エンジン面では、当初は2種類のターボディーゼルバージョンが用意されており、それぞれ2基のSCR触媒コンバーターを搭載している。
それぞれ、75馬力または122馬力バージョンとなる。
また、通常の VWキャディと同じアシストシステムを搭載する。
トラベルアシストによる半自律走行から、車線変更、駐車アシスト、後方操縦を容易にするトレーラーアシストまで。
ディーラーの店頭に新型コンパクトキャンパーが並び始めるのは2021年初頭と推測される。
VWはまだ価格を発表していない。
しかし、価格は現行モデルとほぼ同じレベルにとどまる可能性が高い。
その現行モデル価格は現在、25,688ユーロ(約325万円)からとなっている。
新型になっても同程度だろう。

新しいモジュラーテントシステムが有効活用できるスペースを増やしてくれる。ベッドを2つ増やして、4人でのキャンプも可能だ。

フォルクスワーゲン キャディということは、日本でもカルト的人気?のルノー カングーや、いよいよ満を持して輸入されたシトロエン ベルランゴといった、荷物を山ほどつめるミニバンのセグメントのクルマである。大きすぎず(幅だけは日本ではおおきいが)、小さすぎず、運転も楽しめて、乗っている人も快適で、山ほど荷物を積める飾らないクルマ。こういうジャンルの車が売れることは本当に健全だと思う。

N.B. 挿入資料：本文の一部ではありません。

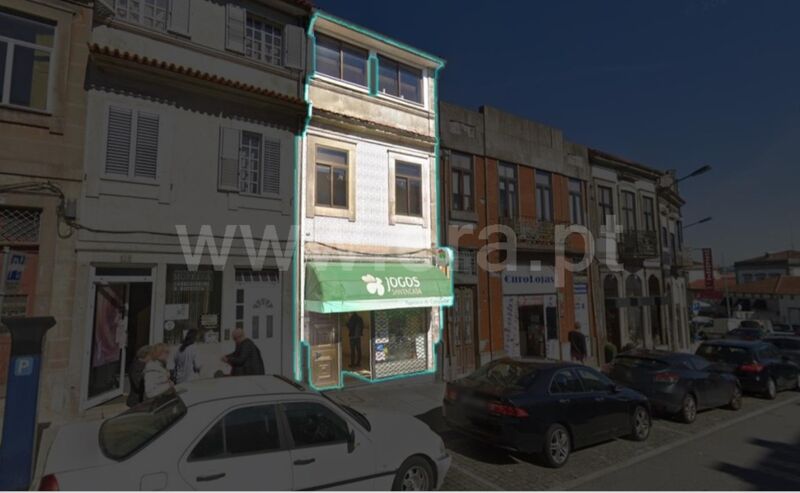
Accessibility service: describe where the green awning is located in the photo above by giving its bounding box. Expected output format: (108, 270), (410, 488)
(305, 262), (453, 313)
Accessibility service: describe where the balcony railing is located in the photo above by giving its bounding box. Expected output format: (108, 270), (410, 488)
(617, 230), (658, 260)
(498, 216), (555, 248)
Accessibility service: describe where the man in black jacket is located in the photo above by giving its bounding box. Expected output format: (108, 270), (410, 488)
(222, 329), (264, 376)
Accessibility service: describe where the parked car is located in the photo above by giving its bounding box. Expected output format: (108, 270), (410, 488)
(725, 327), (768, 341)
(443, 358), (651, 467)
(764, 335), (800, 365)
(697, 339), (800, 399)
(605, 350), (742, 423)
(40, 376), (450, 490)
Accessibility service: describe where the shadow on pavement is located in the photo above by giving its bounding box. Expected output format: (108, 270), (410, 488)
(416, 407), (541, 465)
(714, 437), (800, 490)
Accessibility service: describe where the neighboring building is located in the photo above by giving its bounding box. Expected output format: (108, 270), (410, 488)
(589, 149), (690, 349)
(439, 103), (597, 378)
(729, 275), (800, 325)
(296, 12), (452, 388)
(70, 0), (310, 410)
(0, 0), (92, 421)
(733, 250), (800, 284)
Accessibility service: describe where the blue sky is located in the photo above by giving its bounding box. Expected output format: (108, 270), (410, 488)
(315, 0), (800, 263)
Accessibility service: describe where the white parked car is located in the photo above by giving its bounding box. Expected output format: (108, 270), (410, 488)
(40, 376), (450, 490)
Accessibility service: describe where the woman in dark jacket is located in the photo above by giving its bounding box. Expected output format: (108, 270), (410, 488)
(125, 346), (150, 407)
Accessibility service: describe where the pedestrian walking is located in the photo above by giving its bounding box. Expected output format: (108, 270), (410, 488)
(222, 328), (264, 376)
(172, 329), (201, 384)
(347, 312), (364, 368)
(125, 346), (150, 407)
(144, 342), (173, 399)
(569, 322), (587, 364)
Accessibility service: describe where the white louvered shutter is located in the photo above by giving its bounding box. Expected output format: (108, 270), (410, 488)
(225, 2), (247, 54)
(133, 112), (159, 180)
(217, 127), (239, 192)
(261, 138), (281, 194)
(105, 106), (133, 176)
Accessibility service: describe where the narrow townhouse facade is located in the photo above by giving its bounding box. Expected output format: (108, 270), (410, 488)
(295, 11), (452, 388)
(439, 103), (597, 379)
(70, 0), (311, 411)
(589, 149), (689, 355)
(0, 0), (92, 421)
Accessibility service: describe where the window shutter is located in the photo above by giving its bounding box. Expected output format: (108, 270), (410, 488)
(133, 112), (159, 180)
(261, 138), (281, 194)
(225, 3), (247, 54)
(106, 106), (133, 176)
(218, 127), (239, 192)
(169, 0), (191, 36)
(283, 24), (306, 70)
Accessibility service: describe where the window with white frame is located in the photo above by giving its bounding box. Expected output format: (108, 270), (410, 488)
(219, 127), (281, 195)
(569, 178), (584, 224)
(105, 106), (160, 180)
(0, 9), (55, 111)
(114, 0), (169, 31)
(316, 34), (369, 87)
(394, 161), (422, 217)
(244, 12), (283, 65)
(378, 56), (422, 103)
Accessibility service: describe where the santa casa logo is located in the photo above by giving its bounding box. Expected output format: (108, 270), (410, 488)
(361, 274), (386, 296)
(361, 274), (422, 296)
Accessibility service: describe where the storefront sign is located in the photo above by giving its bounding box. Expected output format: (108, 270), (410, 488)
(502, 265), (556, 295)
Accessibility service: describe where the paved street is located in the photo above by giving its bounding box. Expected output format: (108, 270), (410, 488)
(412, 392), (800, 490)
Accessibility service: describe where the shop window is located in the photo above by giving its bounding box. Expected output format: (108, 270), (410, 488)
(373, 308), (428, 378)
(164, 265), (222, 344)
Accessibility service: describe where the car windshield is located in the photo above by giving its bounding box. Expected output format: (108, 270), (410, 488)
(469, 360), (536, 389)
(100, 392), (186, 460)
(697, 344), (753, 365)
(320, 392), (372, 431)
(614, 355), (669, 370)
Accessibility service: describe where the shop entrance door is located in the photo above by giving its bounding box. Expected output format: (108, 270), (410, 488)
(236, 271), (283, 374)
(447, 286), (476, 379)
(81, 269), (153, 409)
(519, 305), (547, 358)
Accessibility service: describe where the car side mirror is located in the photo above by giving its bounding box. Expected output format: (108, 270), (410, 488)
(347, 429), (356, 454)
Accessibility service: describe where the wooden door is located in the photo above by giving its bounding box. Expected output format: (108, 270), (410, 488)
(447, 286), (477, 379)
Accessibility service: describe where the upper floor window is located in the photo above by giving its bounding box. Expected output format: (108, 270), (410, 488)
(450, 152), (474, 212)
(105, 106), (160, 180)
(569, 178), (584, 224)
(0, 10), (55, 111)
(316, 34), (368, 87)
(497, 163), (517, 218)
(536, 171), (553, 221)
(620, 191), (636, 232)
(315, 146), (349, 209)
(219, 127), (281, 195)
(597, 187), (614, 225)
(642, 197), (656, 231)
(114, 0), (169, 31)
(394, 161), (422, 217)
(244, 12), (283, 65)
(378, 56), (422, 103)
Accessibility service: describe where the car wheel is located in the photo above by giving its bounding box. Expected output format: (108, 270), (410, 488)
(680, 394), (697, 423)
(392, 457), (436, 491)
(728, 384), (742, 411)
(542, 424), (572, 468)
(766, 378), (778, 400)
(629, 406), (652, 442)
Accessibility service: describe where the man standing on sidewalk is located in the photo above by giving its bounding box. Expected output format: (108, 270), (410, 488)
(347, 312), (364, 368)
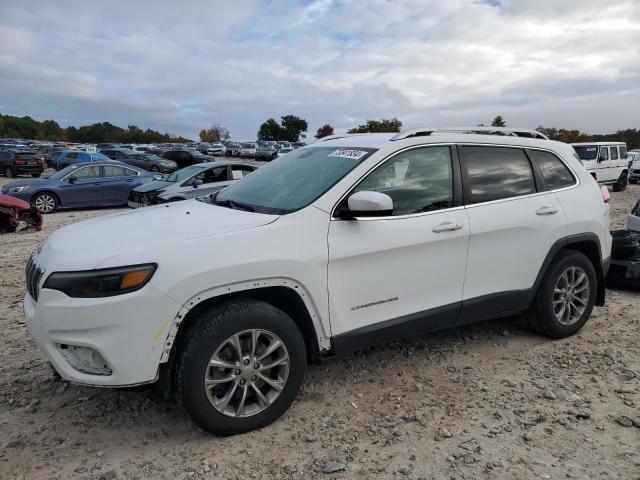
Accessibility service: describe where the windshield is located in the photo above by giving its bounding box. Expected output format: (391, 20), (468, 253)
(48, 165), (78, 180)
(163, 165), (202, 183)
(215, 147), (376, 214)
(573, 145), (598, 160)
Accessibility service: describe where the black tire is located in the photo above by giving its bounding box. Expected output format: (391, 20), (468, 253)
(613, 171), (629, 192)
(175, 300), (307, 436)
(31, 192), (60, 214)
(527, 250), (598, 338)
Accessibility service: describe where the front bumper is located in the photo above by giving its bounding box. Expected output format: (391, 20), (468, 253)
(24, 284), (180, 387)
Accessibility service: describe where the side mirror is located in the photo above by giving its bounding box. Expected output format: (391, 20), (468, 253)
(341, 191), (393, 219)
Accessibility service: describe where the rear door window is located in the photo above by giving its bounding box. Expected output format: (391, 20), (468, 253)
(620, 145), (628, 160)
(102, 165), (125, 177)
(609, 147), (618, 160)
(598, 147), (609, 162)
(231, 165), (254, 180)
(527, 150), (576, 190)
(460, 146), (536, 204)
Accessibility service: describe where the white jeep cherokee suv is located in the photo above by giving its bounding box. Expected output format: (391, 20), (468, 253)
(24, 128), (611, 434)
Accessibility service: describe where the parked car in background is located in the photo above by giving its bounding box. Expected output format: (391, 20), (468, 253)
(255, 145), (278, 161)
(55, 150), (111, 170)
(98, 147), (133, 161)
(224, 143), (242, 157)
(629, 153), (640, 183)
(131, 145), (153, 153)
(1, 159), (156, 213)
(123, 153), (178, 173)
(278, 147), (293, 157)
(0, 194), (42, 233)
(162, 150), (213, 168)
(129, 162), (258, 208)
(206, 143), (227, 157)
(240, 143), (256, 158)
(0, 150), (46, 178)
(571, 142), (629, 192)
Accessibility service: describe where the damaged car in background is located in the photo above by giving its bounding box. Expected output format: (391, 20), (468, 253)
(128, 162), (258, 208)
(0, 194), (42, 233)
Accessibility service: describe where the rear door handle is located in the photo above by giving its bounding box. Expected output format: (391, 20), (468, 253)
(536, 207), (558, 215)
(431, 222), (462, 233)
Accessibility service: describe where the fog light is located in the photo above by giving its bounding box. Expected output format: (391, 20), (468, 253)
(58, 344), (112, 375)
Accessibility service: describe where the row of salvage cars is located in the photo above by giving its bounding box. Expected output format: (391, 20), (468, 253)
(0, 160), (258, 214)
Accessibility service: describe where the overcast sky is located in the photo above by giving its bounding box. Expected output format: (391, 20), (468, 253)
(0, 0), (640, 140)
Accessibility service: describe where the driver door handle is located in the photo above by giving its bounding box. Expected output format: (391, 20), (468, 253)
(431, 222), (462, 233)
(536, 207), (558, 215)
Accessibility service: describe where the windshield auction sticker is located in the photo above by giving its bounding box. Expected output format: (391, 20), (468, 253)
(328, 148), (369, 160)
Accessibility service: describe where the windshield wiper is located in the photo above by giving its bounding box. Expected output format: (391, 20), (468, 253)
(213, 194), (256, 212)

そしてこんなに車種があるにもかかわらず、わが国にはこういう飾らず働き者の車がないことに唖然とする(あったとしても極端にプロユースの商用車になってしまっていたり、弾むような楽しい色は見られない)。
 
出しても売れないですから、というのが日本のメーカーの言葉だろうし、実際そうなのかもしれないが、今回紹介したフォルクスワーゲン キャディ カリフォルニアも、わが国には存在しないジャンルのクルマであろう。これだけキャンプが流行し、アウトドア熱が高まっているというのに、こういう仕掛けの車がどのメーカーにも存在しない。今後も出てきそうにない。もちろんアフターマーケットには存在しているし、やろうと思えばこのフォルクスワーゲン キャディ カリフォルニアのような装備の改装を施すことなどそれほど難しくはないだろう。
であるならば、メーカーも思い切って、こういうジャンルの装備を施した車を準備してもバチは当たらないと思う。コロナ禍でキャンプが見直される今だからこそ、こういう明るく楽しい自動車というのはとっても大切なのである。
フォルクスワーゲンジャパンもこのキャディ、日本に導入してみてはどうだろう。なかなかスタイリッシュだし、人気を博すと思うのだが。